The crown jewel, though, is a controlling stake in ProSiebenSat.1 -- Germany's biggest free-to-air broadcaster.

The big question is: can KirchMedia stay in German hands?

"It's actually more or less impossible at the moment," says Theresa Wise of Accenture.

"Bertelsmann doesn't have the cash, or in this case probably not the regulatory authority to buy this particular asset. Kirch has clearly run completely out of cash, there's some severe liquidity problems so ... they're having to look for international investors to actually solve some of this and invest in it in a valuable way."

Germany has no restrictions on foreign ownership in its media outlets. This is an unprecedented opportunity to get into the world's second biggest media market as measured by advertising revenue.

It's no secret Chancellor Gerhard Schroeder is pushing strongly for a domestic player to take the reins. He's perhaps reluctant to shake the status quo ahead of September's national election.
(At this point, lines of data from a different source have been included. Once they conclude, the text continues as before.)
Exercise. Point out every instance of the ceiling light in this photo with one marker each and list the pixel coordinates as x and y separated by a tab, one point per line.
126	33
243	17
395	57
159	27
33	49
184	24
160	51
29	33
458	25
Most non-domestic hopefuls have tried to ease the way by teaming up with a German player.

"The government, and maybe as well the German opposition, they both believe that the German media are very well advanced," says Hans Redeker of BNP Paribas.

"Maybe not as profitable as foreign media, but they are keeping a broad-based information system, and that is maybe one of the big differences of the German media scene to maybe foreign media scenes."

KirchMedia filed for insolvency in April. Since then, the bidding process has been lengthy, complicated and shrouded in secrecy. There's no sign of when a final decision will come.

These second-round bids remain legally non-binding amid rumoured complaints that KirchMedia's adviser UBS Warburg has given out limited information.

Ultimately, KirchMedia's creditors will have the last word.